Well today the weather is of course the major talking point and rightly so. What is going to happen? How much rain can there possibly be? A question that myself, not being Michael Fish (who was as you know a weatherman), doesn’t have an answer to. All I do know is that cricket has been affected. Now don’t get me wrong I know that the suffering of people is much more important, but a little irreverence should not be considered offensive (she says, toes crossed).

We’ve had to accept a draw in the cricket, poor old KP and his fabulous century and the success of our ‘inexperienced’ bowling attack. A bowling attack that rightfully has been lauded for their performance. Never being a Jimmy Anderson fan I was pleased to see him do well and of course the new ‘giant’ of English international bowling, Tremlett.

Fingers crossed we won’t still be talking about the weather at Trent Bridge, awkward social situation or not…

Saturday, 14 July 2007

FROM WHERE?

Where you come from is important to some and much less important to others. For international sports of course the country counts – who can forget Andy Murray the Scottish tennis players comment on England in the World Cup (football) last year. Then for many it is the town, city, and region in terms of the football club. I have been pulled up on this many a time – my team should be and is to a certain extent Brighton and Hove Albion. But the debacle that is there stadium furore and the fact that John Prescott (as it was) / Lewis Council and those goddamn awful residents of Falmer cannot agree has, well irritated me beyond belief.

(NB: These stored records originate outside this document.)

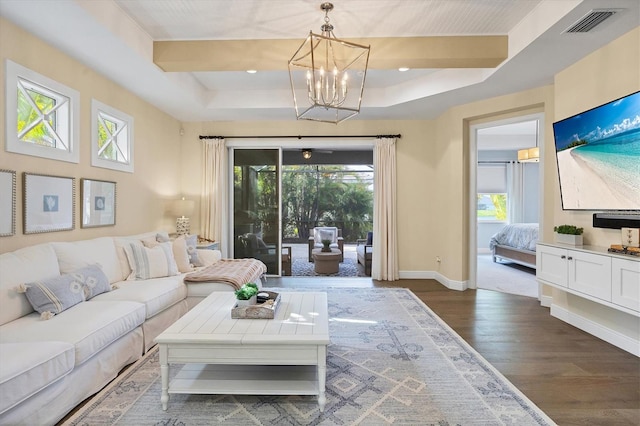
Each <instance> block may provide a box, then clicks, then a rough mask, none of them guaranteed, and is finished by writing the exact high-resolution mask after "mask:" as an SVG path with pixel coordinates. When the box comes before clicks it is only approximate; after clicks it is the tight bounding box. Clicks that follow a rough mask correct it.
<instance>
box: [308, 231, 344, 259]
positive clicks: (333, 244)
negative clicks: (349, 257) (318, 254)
mask: <svg viewBox="0 0 640 426" xmlns="http://www.w3.org/2000/svg"><path fill="white" fill-rule="evenodd" d="M322 240H330V241H331V244H330V245H329V247H331V248H335V249H338V250H340V262H342V261H343V260H344V239H343V238H342V229H338V228H336V227H335V226H316V227H315V228H313V229H310V230H309V262H313V256H311V252H312V251H313V249H316V248H322Z"/></svg>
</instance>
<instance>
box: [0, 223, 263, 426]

Living in London means it is even harder to go to the athletics, sorry football stadium that is the Withdean (and home to the um, seagulls – all 6,000 of them). So there you go, I am a traitor and also now support Arsenal – blame bumping, as in literally walking into, Thierry Henry in Selfridges about 2 years ago and being so completely dumbfounded by his beauty, that I couldn’t even stutter an apology and so just stood, starred and kind of gurgled. A strange occurrence for a continual verbaliser such as myself (i.e. when watching cricket I actually think I am a commentator).

Anyway, enough on the football – of course for cricket lovers, the county should be everything. Easily forgettable for me is the fact that I was born in Brighton and brought up in Hastings (no comments please, no I wasn’t a teenager mother), I am instead a Sussex girl, pleased as punch to support the current County Champions and C&G Trophy Holders.

However on a recent trip to Devon and Dorset (to the fabulously titled Durdle Door), I started thinking about the number of first class cricketing counties vs. the number of actual counties. According to the ABC’s (the Association of British Counties – who knew they existed) 86 historic or traditional counties in Great Britain. 39 in England, 13 in Wales and 34 in Scotland. But only 18 first class cricketing counties in England and Wales. Again I can blow my Sussex horn (so the speak), Sussex was the first established county club way back when in the 19th Century with the creation of the County Cricket Championship in 1890, replacing ad hoc championships as had been the case.

Over time the other counties joined with Durham the latest to join in 1992. Both Buckinghamshire (1921) and Devon (1948) applied to join the first class cricket but were rejected*. This is all to do with facilities etc and nothing to do with strange accents or a love of Morris dancing I am sure.

Of those counties in the first class county championship, it has to be noted that some counties have better chants than others. My Dad is a man of Kent and so much rivalry has often arisen – but I ask you which is the better song / chant, the military band song of Good old Sussex by the Sea or as my Dad so loves to say, Super Kent from heaven sent….

*Of course, I know that first class cricket isn’t everything, that there are the minor counties and then all of the other cricket played around the country, come on Oliver’s Eleven!